Yes, I have used accessibility tools for the blind that do similar things. There used to be some really good ones that converted the image to sound based on the variables you chose. Still wouldn’t mind seeing what my TurboRat has to say about things though :)
Neat, you could also go the other way (sound file -> import RAW image -> Unsharp Mask -> export RAW -> sound file)
This is a road to allow “artistic style” to apply to non-artistic things like sound-streams.
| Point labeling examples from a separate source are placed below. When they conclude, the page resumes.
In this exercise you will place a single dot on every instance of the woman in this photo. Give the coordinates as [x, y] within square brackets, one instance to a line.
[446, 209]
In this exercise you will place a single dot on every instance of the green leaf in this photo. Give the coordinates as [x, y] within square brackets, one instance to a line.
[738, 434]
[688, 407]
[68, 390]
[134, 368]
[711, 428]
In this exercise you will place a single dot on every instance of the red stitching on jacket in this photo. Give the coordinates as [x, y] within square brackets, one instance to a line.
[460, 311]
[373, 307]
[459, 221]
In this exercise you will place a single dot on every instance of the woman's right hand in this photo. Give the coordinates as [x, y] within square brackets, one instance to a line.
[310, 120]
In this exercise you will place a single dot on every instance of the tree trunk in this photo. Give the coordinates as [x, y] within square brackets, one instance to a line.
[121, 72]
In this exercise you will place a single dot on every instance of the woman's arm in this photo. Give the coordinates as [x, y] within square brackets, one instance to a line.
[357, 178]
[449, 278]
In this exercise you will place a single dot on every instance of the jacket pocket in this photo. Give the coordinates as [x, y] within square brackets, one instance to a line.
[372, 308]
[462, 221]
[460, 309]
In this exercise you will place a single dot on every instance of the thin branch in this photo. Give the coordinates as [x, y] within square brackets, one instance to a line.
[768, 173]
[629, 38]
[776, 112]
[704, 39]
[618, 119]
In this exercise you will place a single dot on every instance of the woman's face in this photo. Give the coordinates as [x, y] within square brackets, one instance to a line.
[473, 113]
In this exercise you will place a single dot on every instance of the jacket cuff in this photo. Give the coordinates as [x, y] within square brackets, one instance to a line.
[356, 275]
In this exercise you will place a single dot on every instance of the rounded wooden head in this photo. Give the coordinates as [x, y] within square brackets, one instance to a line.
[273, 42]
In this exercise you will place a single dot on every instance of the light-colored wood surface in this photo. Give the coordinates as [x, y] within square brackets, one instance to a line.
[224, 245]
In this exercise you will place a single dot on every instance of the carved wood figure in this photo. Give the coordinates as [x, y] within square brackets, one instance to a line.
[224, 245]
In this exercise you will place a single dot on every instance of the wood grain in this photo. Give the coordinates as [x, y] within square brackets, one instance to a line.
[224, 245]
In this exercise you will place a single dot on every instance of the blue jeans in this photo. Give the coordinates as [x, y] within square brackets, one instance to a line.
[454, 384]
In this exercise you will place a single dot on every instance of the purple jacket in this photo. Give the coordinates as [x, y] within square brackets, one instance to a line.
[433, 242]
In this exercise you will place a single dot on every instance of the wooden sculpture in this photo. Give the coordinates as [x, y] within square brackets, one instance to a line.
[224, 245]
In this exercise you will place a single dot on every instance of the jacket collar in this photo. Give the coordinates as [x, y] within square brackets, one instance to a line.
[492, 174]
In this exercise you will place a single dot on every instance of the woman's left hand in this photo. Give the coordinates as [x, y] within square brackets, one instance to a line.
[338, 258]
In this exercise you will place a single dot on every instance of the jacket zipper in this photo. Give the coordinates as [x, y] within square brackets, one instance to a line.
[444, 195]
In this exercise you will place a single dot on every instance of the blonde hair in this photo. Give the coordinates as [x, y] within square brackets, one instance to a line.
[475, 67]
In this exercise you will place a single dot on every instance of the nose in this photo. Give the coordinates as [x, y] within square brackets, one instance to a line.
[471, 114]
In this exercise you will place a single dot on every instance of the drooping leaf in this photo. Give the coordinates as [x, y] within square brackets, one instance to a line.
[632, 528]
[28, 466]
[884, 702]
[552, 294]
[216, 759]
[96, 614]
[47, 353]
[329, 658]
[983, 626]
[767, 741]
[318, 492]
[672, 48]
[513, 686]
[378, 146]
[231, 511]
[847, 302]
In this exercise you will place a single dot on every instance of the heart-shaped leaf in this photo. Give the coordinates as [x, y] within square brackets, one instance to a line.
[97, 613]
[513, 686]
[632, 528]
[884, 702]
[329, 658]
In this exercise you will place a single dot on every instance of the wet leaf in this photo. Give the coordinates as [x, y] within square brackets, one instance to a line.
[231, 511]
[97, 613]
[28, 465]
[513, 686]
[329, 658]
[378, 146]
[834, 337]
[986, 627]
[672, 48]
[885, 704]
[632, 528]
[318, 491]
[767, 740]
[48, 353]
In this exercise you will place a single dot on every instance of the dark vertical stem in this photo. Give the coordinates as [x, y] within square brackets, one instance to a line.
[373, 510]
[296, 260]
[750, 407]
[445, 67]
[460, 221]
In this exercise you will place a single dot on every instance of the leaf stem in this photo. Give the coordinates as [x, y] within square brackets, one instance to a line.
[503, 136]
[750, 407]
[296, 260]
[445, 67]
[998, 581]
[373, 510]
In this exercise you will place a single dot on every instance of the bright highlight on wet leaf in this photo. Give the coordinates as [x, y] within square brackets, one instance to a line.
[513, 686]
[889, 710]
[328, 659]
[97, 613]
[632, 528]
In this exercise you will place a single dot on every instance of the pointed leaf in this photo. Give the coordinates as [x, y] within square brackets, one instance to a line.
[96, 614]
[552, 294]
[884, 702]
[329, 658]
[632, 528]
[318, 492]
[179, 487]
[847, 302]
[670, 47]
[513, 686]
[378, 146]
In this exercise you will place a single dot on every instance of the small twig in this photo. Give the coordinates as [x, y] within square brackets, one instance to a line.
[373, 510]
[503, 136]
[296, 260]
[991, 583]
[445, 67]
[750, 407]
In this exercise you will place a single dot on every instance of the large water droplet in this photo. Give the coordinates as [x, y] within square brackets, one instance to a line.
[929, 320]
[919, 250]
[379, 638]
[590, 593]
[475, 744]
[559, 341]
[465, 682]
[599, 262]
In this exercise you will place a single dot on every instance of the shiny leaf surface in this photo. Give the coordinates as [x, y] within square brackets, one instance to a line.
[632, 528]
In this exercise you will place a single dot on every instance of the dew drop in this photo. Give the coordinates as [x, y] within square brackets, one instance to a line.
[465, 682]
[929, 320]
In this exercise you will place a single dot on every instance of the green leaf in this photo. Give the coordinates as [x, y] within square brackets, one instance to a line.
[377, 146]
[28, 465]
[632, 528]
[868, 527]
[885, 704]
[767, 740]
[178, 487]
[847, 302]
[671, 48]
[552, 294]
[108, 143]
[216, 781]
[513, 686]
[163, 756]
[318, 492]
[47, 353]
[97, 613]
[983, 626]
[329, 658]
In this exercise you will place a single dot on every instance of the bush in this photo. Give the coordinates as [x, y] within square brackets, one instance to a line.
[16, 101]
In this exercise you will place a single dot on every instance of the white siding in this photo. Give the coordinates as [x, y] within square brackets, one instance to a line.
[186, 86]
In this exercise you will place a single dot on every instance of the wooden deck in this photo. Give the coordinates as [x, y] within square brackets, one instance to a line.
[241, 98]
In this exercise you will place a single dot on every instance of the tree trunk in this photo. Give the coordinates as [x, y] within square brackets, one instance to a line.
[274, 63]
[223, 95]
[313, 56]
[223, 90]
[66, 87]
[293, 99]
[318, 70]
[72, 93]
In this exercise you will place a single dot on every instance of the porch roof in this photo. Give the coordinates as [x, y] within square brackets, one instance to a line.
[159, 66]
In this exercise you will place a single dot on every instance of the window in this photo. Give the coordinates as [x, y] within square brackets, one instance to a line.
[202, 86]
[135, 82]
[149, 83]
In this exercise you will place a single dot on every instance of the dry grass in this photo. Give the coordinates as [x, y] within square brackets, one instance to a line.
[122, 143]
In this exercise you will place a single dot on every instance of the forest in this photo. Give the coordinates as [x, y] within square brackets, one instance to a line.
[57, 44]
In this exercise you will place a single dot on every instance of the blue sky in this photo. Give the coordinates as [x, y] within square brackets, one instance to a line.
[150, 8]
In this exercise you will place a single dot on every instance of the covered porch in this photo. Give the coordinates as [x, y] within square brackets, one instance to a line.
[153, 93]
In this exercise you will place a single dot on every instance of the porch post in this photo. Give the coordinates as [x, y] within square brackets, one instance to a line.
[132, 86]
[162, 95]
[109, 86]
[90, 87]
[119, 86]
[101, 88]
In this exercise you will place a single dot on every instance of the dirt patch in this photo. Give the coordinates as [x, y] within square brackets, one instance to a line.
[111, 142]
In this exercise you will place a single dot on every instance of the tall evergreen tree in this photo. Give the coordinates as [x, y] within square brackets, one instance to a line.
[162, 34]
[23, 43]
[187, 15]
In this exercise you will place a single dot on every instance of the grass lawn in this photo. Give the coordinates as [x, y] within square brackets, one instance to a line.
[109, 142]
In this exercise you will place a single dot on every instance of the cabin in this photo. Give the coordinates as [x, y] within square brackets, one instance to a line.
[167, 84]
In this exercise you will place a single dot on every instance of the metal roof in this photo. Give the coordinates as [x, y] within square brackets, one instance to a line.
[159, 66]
I wonder if the artistic style NN, can use this approach and be applied to things like music.
Sorry for the “double” but the “scan rate” might impact how the feature detection works. I’m hoping that the CNN is using a 2d fft or similar for the convolution, and zero-buffering of the edges in order to make features “2d-translation invariant”.
That’s actually where I started this journey. Using nerual-style for images, which was fun. But the results are somewhat hard to control.
There are a few dozen “hidden” dials on Neural Artistic style. It is unsurprising that they are hard to control. I would be more interested in exploring than “engineering” when starting out. If I can rapidly iterate and try 100 possibly things and get 2-5 cool things then it is a winnable situation.
Well… https://github.com/SonifyIt/sonification
Been there – done that – save the sound as a BMP and run it through Audacity (remembering to skip the header bytes)
https://marquisdegeek.com/rnd_audacity
ISTR one of the Amiga magazines doing that back in the day, but using image filters on sound files. At a guess, Amiga Format or Amiga computing. Probably find it on the internet archive these days.
Hey, it’s been a few years, but do you have a link for that?